Many state and local officials and health care providers agree – the opiate epidemic is overwhelming Ohio’s mental health and drug treatment systems. Last year, the Republican-led Ohio House allocated additional resources to tackle it – an extra 48 million dollars in each of the next two years.
But that was before Governor Kasich maneuvered around the legislature to expand Medicaid. Republican lawmakers opposed the expansion. Now, they’ve decided that since Medicaid covers mental health and addiction, their earlier allocation needs rethinking.
"And so the question is what do we do with the original $47.5m that was appropriated, now that we have the Medicaid expansion?

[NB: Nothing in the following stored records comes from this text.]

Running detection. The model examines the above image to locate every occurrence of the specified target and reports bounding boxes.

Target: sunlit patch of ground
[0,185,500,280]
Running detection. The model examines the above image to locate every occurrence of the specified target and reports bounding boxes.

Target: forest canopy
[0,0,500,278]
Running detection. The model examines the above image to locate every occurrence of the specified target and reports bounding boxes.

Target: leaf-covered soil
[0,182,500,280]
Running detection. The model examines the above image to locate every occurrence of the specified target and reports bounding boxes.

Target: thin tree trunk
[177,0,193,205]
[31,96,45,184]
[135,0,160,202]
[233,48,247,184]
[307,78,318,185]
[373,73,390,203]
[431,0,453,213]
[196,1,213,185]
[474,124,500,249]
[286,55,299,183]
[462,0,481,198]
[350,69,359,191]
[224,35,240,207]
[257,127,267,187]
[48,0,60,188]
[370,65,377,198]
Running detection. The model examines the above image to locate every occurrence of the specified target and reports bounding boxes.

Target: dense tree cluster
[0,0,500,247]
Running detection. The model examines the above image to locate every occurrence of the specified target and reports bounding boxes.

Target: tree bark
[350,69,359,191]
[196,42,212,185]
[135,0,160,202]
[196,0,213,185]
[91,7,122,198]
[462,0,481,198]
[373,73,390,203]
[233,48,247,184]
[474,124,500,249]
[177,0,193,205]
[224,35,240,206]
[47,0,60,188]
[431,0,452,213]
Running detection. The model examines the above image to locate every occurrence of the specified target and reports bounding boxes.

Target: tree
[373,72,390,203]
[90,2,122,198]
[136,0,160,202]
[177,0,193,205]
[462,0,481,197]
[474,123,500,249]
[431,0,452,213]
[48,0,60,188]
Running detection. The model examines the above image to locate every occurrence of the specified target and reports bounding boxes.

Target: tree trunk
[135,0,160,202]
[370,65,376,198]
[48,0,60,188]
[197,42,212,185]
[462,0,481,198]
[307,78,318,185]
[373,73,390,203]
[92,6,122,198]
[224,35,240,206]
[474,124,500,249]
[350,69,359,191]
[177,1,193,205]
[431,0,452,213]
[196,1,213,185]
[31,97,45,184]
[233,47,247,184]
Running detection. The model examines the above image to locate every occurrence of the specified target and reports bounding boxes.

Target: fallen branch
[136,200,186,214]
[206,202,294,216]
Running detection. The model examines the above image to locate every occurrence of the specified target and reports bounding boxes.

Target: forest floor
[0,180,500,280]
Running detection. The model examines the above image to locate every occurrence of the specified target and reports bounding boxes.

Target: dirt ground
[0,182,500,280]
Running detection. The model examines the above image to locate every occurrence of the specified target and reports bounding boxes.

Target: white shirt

Because that money is effectively freed up," said Representative Robert Sprague, a Republican from Findlay.
He sponsored legislation that both houses have now approved. It reallocates the second year of funding to what he says are more strategic uses in the fight against opiate abuse, such as more transitional housing for people getting out of inpatient facilities, which improves the odds of making their recovery stick. More will go into school drug use prevention programs, and into a court program that makes drug treatment part of sentencing.

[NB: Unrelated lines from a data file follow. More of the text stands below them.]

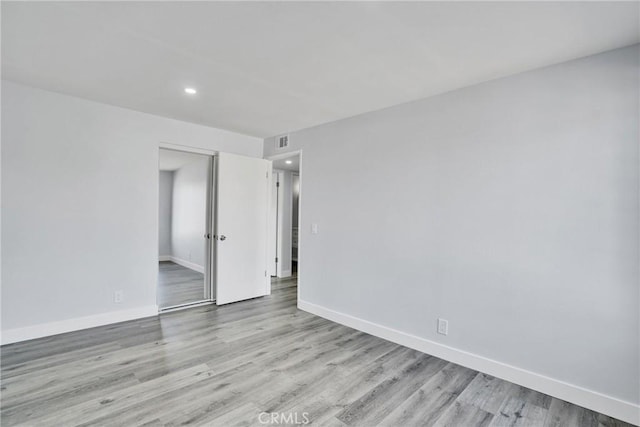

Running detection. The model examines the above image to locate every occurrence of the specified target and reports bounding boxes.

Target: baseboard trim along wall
[298,299,640,425]
[0,305,158,345]
[164,255,204,274]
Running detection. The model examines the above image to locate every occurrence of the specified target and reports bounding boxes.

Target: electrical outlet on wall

"We’ve got to be agile enough as a state, to be able to begin to fill these gaps, make these investments quickly, to help people," Sprague said.
Local treatment agencies agree some of these programs are needed. But they complain that changing course midstream with what they thought would be two years of funding throws their budgets into disarray, and threatens programs they just started.
For example, Lorain County Alcohol and Drug Abuse Services, a private nonprofit, created an ambulatory detox program. That allows some clients to go through the first phase of kicking an addiction on an outpatient basis. The agency’s chief, Tom Stuber, said it has gotten more people into treatment and reduced the wait for inpatient detox, too.
Under Sprague’s legislation, the state funding goes away a year earlier than Stuber expected. Stuber said the agency will find a way to keep it going, but there will be an impact.
"What it will mean is there will probably be reduced slots available for rehabilitation," he said.
Stuber said the notion that Medicaid will now cover the costs of treatment for the poor is only partially true. It doesn’t pay for all the non-medical services his agency provides that help keep people clean.
Besides, Stuber said, all that Medicaid money is somewhat hypothetical this early in the program. Expanded coverage only began January 1st, and there’s a big backlog in the process of getting people signed up so that his agency can start getting paid for treating them.
While Sprague said the funding adjustment aims for big-picture investments in the system, Stuber and officials with other local treatment agencies say they need more money now to treat the rising tide of patients faster.